My stories come out ass first.  Yep.

For both Valiant and Latchkey, I knew how they were going to end much sooner than I knew how they were going to start.  I’m not saying I knew what the last chapter was going to be, how it’d all go down exactly, but I knew what I wanted to achieve.   And while I wasn’t a 100% clear on the details yet, I also had an idea on how I wanted to get there.  What was left to figure out was where to open it up, where the story should begin so it could lead to what I wanted to achieve, and how I wanted it to do so.

For that purpose I usually grab a big sheet of paper, draw a line across it, and pencil in the three main touch points from Start to End.  The empty white space in-between will then be filled with…

What do we have to lose?

Here is where I take a look at the cast, and what their stakes in this whole deal is.  That includes a villain.  Each character gets a card with their motivation, goals, and my eventual choice on whether or not they win or lose.  Call it their own personal subplots if you’d like, although I like to think that my characters lead the plot, and not the other way around.

I set these cards on the page, so I can reference them, and I move on to…

The story skeleton

There’s lots of ways to build that.  Wanna follow the classic Hero’s Journey?  Have at it.  Would you rather go all Snowball method on it?  There’s tons of ways to go about it, and a lot better places to go look for them, to be fair.  Me, I’ve settled on a bastardised version of the Tent Pole method, paired with specific Scenes and Sequences to fill the timeline.

I start with arcs.  Usually three or four, each labelled clearly with what needs to happen and what the overall theme of the arc is.   They are written down on a set of cards, much like my character motivations, and kept close for reference.

After that I begin to distil the parts I’d just gathered up into scenes (chapters/sequences/whateveryawannacallem) and write them down on the line that I mentioned at the beginning.

And- done. 

Does that mean that everything is now set in stone and writing this will have lost some measure of its excitement?  Hell no.  There is still a lot to discover, and the outline will never survive entirely intact once the characters show up and begin having their say.  But I will not be lost.  I’ll have a compass, and that compass is incredibly reassuring when writers block comes knocking.  Since all you’ve got to do now is laugh in its face and slap it around with your handy outline.

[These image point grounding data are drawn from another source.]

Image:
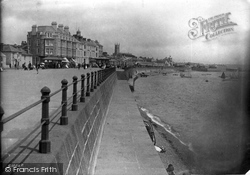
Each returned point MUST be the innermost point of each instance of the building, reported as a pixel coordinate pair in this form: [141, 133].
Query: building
[117, 49]
[53, 43]
[2, 61]
[14, 56]
[91, 49]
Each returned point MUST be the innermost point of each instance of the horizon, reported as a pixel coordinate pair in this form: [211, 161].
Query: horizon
[142, 27]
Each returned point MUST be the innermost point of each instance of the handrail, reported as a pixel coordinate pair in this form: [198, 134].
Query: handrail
[93, 80]
[5, 120]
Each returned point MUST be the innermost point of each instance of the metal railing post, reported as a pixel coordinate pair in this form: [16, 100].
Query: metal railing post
[1, 130]
[95, 82]
[92, 82]
[64, 118]
[82, 99]
[45, 144]
[101, 75]
[74, 105]
[88, 92]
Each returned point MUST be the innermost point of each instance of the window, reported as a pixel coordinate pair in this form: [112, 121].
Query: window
[47, 51]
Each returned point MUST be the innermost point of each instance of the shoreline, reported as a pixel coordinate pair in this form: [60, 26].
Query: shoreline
[165, 137]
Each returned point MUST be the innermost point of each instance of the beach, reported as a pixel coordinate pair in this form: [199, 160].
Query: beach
[201, 115]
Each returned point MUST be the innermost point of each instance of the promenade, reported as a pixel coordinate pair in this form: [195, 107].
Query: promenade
[126, 147]
[21, 88]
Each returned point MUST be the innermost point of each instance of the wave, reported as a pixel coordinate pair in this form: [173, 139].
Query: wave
[155, 119]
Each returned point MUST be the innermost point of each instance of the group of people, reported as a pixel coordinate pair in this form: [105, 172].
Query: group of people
[30, 67]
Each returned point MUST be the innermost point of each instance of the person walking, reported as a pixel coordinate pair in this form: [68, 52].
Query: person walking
[29, 66]
[37, 68]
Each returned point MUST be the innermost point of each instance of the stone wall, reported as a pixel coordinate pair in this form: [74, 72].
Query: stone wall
[74, 145]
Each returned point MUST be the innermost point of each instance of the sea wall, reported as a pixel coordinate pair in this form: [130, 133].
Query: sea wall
[75, 145]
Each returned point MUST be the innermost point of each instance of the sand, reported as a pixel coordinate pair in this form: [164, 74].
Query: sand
[205, 112]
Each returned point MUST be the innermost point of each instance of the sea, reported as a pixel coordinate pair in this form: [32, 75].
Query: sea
[201, 114]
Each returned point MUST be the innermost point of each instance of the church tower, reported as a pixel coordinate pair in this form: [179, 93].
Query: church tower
[117, 49]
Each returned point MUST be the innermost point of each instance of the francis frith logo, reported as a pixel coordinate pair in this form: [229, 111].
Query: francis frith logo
[212, 27]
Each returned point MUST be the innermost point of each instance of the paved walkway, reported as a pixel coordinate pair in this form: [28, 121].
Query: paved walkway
[126, 147]
[20, 89]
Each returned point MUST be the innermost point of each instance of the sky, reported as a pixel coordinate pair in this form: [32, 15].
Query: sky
[150, 28]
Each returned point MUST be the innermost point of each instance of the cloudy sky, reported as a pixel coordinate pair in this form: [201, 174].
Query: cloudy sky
[152, 28]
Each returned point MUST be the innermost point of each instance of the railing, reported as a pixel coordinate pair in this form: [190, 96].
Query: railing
[94, 79]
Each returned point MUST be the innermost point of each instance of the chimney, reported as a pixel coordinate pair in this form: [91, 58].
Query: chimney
[60, 26]
[54, 25]
[34, 30]
[66, 29]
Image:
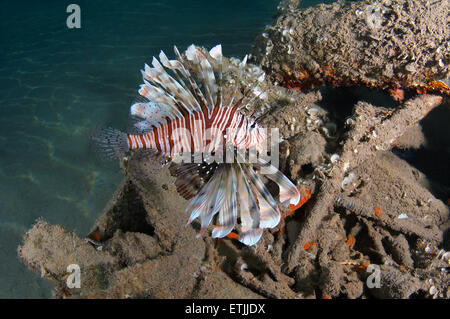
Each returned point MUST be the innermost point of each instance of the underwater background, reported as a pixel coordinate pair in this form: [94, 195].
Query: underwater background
[56, 82]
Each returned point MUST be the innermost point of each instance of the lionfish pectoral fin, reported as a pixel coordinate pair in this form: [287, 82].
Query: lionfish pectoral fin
[108, 143]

But Taaaafff, you might cry.  Do I really need to outline?  It’s boring and I just wanna write.  Well.  Nothing wrong with that.  Valiant Remedy was written entirely only based on the ending in sight, with maybe four scenes that wanted in there, while everything else just had to fall in place around it.  Admittedly though, Valiant was my first ever long project, and I think I came away from this with a desire to be a little bit more organised.